Don't mess with the First Lady. That's pretty common sense, but speaking Tuesday night at a Democratic National Committee fundraiser, Michelle Obama reminded the crowd of her limits when she was confronted by a heckler.
"One of the things that I don't do well is this," Obama told the crowd after a protester began yelling during her speech. The First Lady approached the 'heckler' who was calling for that an executive order to ban discrimination by federal contractors based on sexual orientation or gender identity be signed. "Listen to me or you can take the [microphone], but I'm leaving. You all decide. You have one choice," Obama said.

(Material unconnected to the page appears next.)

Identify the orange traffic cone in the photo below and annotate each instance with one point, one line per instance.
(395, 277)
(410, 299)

The audience made it clear they preferred the First Lady stay, and the protester left the event. The LGBT rights organization Get EQUAL later identified the protester as one of its members, Ellen Sturtz, who later told reporters she was “taken aback” by Obama’s response. “I said I want your husband to sign the executive order,” Shultz added, “Her husband could sign this order tonight and protect 22 percent of the workforce in this country.”

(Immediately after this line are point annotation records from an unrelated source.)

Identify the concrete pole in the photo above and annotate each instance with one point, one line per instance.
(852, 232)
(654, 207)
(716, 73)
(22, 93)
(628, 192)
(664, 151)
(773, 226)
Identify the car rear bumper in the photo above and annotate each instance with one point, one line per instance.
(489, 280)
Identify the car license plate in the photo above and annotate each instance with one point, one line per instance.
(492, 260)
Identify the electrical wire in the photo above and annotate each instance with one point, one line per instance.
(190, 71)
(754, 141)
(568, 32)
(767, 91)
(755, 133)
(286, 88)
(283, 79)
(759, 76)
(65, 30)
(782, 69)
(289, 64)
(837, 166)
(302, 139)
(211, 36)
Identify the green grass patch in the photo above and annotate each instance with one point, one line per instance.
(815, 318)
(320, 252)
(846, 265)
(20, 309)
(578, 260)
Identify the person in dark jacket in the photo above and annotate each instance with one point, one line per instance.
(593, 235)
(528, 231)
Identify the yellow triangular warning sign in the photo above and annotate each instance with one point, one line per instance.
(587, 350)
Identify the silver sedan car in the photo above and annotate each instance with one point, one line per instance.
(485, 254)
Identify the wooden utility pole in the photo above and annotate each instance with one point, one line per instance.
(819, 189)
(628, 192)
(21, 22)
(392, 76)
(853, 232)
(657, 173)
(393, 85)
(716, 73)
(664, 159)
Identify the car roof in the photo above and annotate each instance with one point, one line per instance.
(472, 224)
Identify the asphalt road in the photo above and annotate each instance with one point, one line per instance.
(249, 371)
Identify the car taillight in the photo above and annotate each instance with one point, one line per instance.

The order has been sitting on President Obama's desk since February 2012, but rather than sign it, he's opted to pursue a legislative solution, which may or may not work.

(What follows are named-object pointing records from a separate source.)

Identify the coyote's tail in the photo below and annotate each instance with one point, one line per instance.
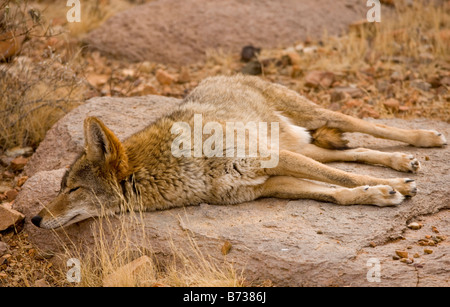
(329, 138)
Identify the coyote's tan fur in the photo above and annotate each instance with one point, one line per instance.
(143, 171)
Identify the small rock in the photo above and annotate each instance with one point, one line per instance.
(415, 226)
(126, 273)
(294, 58)
(164, 78)
(252, 68)
(392, 104)
(428, 251)
(396, 76)
(445, 81)
(310, 49)
(442, 238)
(407, 260)
(41, 283)
(249, 52)
(4, 188)
(184, 76)
(11, 194)
(317, 78)
(18, 163)
(97, 80)
(420, 84)
(401, 254)
(9, 217)
(368, 111)
(146, 67)
(226, 248)
(3, 248)
(21, 181)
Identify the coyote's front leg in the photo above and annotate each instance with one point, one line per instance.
(300, 166)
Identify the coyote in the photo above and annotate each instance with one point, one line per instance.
(143, 171)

The Washington Post explains the issue:
Looking at the top 25 federal contractors, 24 have nondiscrimination policies that include sexual orientation; 13 have nondiscrimination policies that include gender identity; and 18 provide domestic partner benefits.
Finally, looking at employees of federal contractors that are in the Fortune 1000, 92 percent are already protected by a company-wide sexual orientation nondiscrimination policy, and 58 percent are already protected by a gender identity nondiscrimination policy.
Given the data, signing an executive order barring federal contractors from discrimination based on sexual orientation and gender identity most likely would not be such a big deal in the business world. And now that the presidential election is out of the way, the politics are less complicated.
All that’s needed is the president’s signature.
So while Michelle Obama may have had her reasons for getting annoyed, it's also fair to say that activists have waited long enough to give the president the benefit of the doubt on this civil rights no-brainer. Thanks to the First Lady's reaction, they may have gotten just the press they needed.